(Chris Gardner/Getty)

Bryce Harper will fly back to Washington on Sunday for further tests on his ailing left hip, which the Nationals fear may be injured more seriously than initially believed.

Harper aggravated his hip taking batting practice 10 minutes before first pitch Saturday night, and the hip pain left him floored in the batting cage adjacent to the Nationals’ clubhouse.

“It’s something we need to aggressively attack,” Manager Davey Johnson said. “We’ve been kind of treating it as a slight hip strain. But obviously, it’s something more serious than that. We need to fix it, and he needs to finish the year strong.”

When asked if Harper may miss the Nationals’ final 21 games, Johnson replied, “I don’t know.”

Harper will see Nationals medical director Dr. Wiemi Douoguih. Harper is scheduled to rejoin the Nationals in New York for a four-game series against the Mets starting Monday. The Nationals are not yet fully certain of the severity of the injury.

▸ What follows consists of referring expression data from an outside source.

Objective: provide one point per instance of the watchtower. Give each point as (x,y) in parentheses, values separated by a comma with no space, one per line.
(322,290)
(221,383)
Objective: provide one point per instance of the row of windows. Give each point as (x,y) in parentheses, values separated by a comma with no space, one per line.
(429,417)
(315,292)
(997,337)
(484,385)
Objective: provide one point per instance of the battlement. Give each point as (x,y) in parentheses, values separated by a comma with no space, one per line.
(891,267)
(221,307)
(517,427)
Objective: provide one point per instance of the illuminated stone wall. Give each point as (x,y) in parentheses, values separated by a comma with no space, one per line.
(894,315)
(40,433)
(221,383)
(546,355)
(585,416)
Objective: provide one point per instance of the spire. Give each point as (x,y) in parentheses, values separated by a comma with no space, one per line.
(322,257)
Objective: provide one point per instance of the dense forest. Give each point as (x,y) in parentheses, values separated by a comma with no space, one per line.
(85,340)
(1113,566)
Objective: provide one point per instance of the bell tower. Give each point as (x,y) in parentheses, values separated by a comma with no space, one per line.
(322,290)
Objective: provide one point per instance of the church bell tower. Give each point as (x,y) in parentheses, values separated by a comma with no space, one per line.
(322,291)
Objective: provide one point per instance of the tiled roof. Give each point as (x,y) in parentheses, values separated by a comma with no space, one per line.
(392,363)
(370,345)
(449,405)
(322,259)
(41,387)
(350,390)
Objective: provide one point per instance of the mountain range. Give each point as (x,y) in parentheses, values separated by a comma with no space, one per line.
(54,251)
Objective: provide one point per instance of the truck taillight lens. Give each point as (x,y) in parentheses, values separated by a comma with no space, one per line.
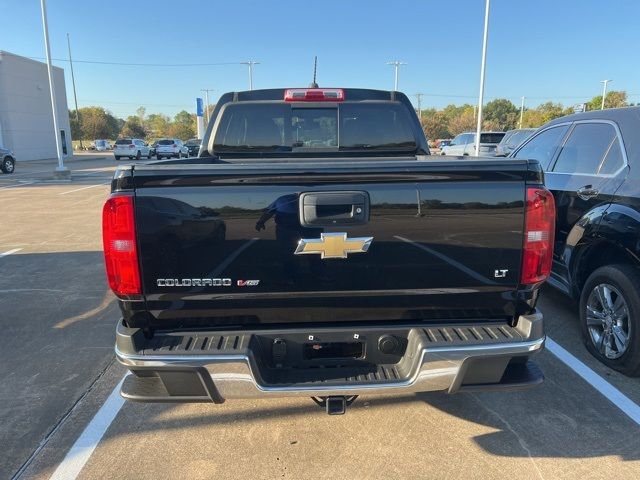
(120,251)
(540,219)
(314,95)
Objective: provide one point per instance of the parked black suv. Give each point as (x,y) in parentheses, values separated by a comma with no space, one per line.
(592,164)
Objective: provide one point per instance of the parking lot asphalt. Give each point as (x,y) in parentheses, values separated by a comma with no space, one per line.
(57,371)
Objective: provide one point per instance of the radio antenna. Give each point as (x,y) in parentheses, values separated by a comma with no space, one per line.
(315,69)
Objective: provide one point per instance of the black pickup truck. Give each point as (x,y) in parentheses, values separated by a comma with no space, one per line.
(314,248)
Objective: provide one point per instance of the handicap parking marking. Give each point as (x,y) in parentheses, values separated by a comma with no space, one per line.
(611,393)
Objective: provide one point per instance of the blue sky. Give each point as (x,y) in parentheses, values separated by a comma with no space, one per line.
(544,49)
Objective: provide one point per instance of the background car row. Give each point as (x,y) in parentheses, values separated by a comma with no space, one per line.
(135,148)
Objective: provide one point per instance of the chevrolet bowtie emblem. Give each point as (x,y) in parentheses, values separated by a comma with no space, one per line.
(333,245)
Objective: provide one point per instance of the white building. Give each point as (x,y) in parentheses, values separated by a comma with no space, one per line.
(26,122)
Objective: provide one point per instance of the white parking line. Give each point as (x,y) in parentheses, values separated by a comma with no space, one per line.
(5,254)
(82,188)
(22,184)
(81,451)
(83,448)
(614,395)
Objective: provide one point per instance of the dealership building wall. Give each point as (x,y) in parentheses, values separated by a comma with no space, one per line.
(26,121)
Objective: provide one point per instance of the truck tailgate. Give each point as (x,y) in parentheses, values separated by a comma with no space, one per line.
(217,243)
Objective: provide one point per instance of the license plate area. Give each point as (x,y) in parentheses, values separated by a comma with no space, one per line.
(333,350)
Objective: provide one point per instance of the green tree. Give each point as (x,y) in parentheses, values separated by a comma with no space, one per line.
(435,124)
(97,123)
(465,122)
(183,126)
(133,128)
(500,114)
(141,111)
(615,99)
(157,125)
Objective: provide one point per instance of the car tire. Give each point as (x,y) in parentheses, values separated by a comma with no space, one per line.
(605,327)
(8,165)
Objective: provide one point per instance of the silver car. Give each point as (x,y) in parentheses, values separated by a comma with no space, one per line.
(512,139)
(464,144)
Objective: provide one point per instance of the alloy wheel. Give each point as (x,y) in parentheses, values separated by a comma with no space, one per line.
(608,320)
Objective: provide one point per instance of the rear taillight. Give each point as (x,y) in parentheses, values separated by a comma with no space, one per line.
(119,240)
(314,95)
(540,219)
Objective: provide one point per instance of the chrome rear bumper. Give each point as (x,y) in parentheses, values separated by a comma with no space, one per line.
(429,363)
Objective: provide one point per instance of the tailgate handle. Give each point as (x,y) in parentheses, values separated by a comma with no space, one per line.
(326,209)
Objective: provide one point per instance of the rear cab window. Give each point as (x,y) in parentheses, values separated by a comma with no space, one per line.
(283,127)
(543,146)
(593,148)
(491,137)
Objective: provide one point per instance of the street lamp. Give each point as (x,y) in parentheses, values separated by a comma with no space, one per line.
(396,65)
(419,97)
(61,171)
(75,98)
(250,64)
(206,93)
(482,68)
(604,91)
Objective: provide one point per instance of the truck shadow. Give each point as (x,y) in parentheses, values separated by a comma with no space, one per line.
(538,423)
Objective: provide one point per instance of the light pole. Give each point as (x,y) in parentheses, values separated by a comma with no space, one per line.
(604,91)
(482,68)
(250,64)
(396,65)
(419,97)
(61,171)
(206,94)
(75,98)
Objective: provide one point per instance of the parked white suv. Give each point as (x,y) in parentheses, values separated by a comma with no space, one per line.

Harper, who has battled injuries since colliding with the right field wall in Atlanta in late April, began feeling pain in his hip dating back to at least the start of the week. Harper sat out Wednesday in Philadelphia. After a day off, Harper talked his way into the Nationals’ lineup Friday night. Harper was originally in the Nationals’ lineup Saturday, too.

“He didn’t need to tell me anything,” Johnson said. “He was on the ground in the cage after he swung at a pitch. I guess it was about 10 minutes before the game started. I was in a rush to bring a new lineup out there.”

Wednesday, Nationals head athletic trainer Lee Kuntz referred to Harper’s ailment as “soreness.” Friday, Johnson labeled it a “hip strain.” Saturday night, Johnson said Harper was now feeling inflammation in his hip.

Johnson faulted Harper’s extensive pregame hitting regimen.

“He aggravated it swinging,” Johnson said. “He comes and hits early and then he hits in BP and then he comes back in here and hits more. Hopefully, he’ll figure out what it is and treat it and he’ll meet us in New York.

“I was a little upset that he keeps swinging instead of just resting and playing. He’s still young and exuberant and has his own routine. Hopefully he’ll get fixed and be fine in New York.”

Harper has struggled through injuries all year, but when healthy he has managed a near-historic performance. His .882 OPS would rank ninth all-time among players 20 or younger, and he ranks third on the Nationals with 19 homers.

Harper missed 31 games, including all of June, with bursitis in his left knee, a product of his brutal collision with the right field wall at Dodger Stadium. He played off-and-on for 11 days through that injury before the Nationals finally shut him down.